At issue was a provision in the code that the ground floor of a building, the “footprint,” is limited to 70,000 square feet if it is part of a project on less than 50 acres. In earlier votes, that limit was upheld by the Planning Commission and the Council Planning Committee.
But today, a majority of Council voted to scrap the limit in a first reading ballot. A second, final reading vote will be required at another Council meeting.
Voting no were Council members Thomasena Stokes-Marshall, Linda Page, Elton Carrier and Chris Nickels.
Many saw the vote as a ballot on the future of the Gregg Tract and the Henrich Properties development planned there called Towne Square. It is on fewer than 50 acres of land and includes two buildings of more than 100,000 square feet.

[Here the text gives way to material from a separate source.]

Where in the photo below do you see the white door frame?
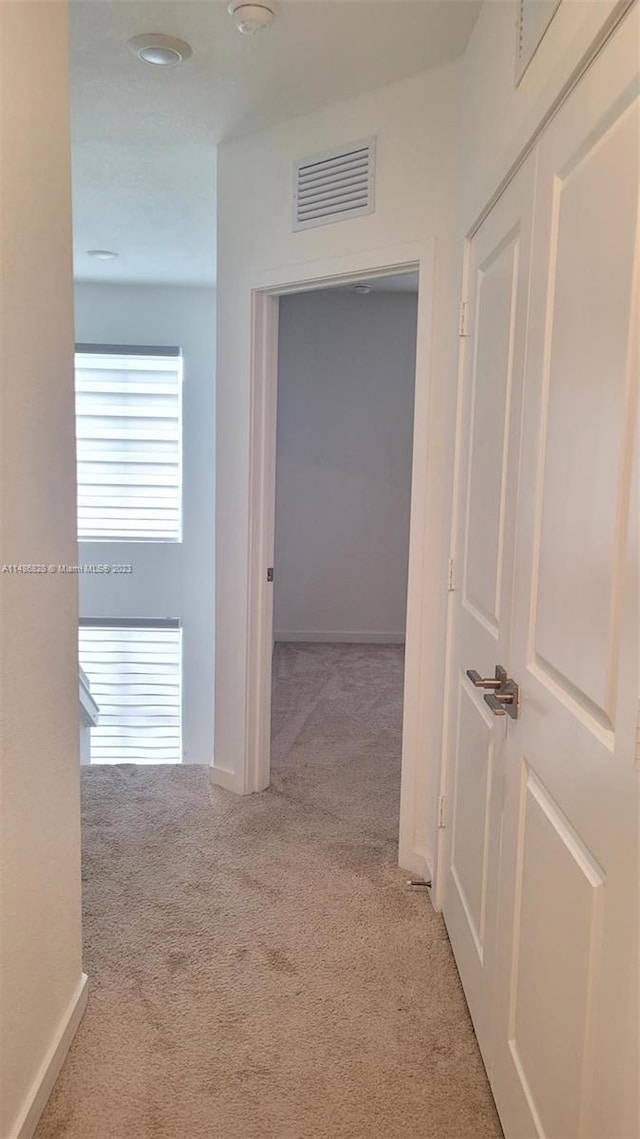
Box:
[245,241,448,876]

If all goes as planned, one will be a home improvement store and the other will be a wholesale retailer. The third 50,000-square-foot building would be a sporting goods store.

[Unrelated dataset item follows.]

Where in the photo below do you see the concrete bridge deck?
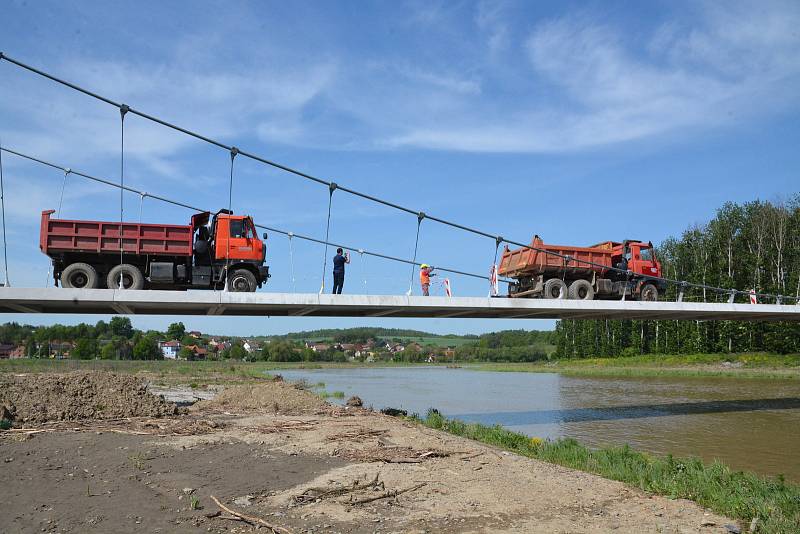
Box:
[0,287,800,321]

Company President Ben Henrich said the project will improve drainage, create hundreds of jobs and fill town coffers with millions of dollars in new revenue.

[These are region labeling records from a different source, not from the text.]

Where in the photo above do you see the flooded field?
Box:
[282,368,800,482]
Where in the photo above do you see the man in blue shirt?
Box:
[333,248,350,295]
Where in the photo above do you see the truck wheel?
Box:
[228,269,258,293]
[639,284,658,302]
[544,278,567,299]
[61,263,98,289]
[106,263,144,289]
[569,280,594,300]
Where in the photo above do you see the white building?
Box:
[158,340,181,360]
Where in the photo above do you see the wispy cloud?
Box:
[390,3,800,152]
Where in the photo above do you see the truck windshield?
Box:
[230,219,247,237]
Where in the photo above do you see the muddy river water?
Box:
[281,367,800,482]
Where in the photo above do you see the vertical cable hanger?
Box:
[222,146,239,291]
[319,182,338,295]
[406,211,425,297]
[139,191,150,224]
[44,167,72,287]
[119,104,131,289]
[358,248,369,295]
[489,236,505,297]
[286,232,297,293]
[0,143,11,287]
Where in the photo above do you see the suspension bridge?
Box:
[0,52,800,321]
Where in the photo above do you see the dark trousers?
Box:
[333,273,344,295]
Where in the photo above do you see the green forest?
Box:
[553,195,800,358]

The Planning Commission and Town Council last July deleted the provision from the zoning code that would prohibit the two biggest buildings because it was deemed antiquated, but it was discovered recently to also exist in another part of the code. For that reason, the commission and council were asked by town staff to delete the newly discovered provision to make the zoning code consistent.
The Planning Commission and Council Planning Committee refused to make the change during meetings in the past two weeks.
The Charleston Trident Association of Realtors supported removing the provision in the town zoning code regarding limits on big box development.
“If you continue with the current burdensome regulation, the town will be promoting urban sprawl, creating unnecessary barriers to new development and promoting a standard that has no rational basis within the real estate industry,” the organization’s president, Herbert Koger Jr., said in a letter to Mayor Billy Swails.
The town now has two Walmarts, a K-Mart and a Lowe’s.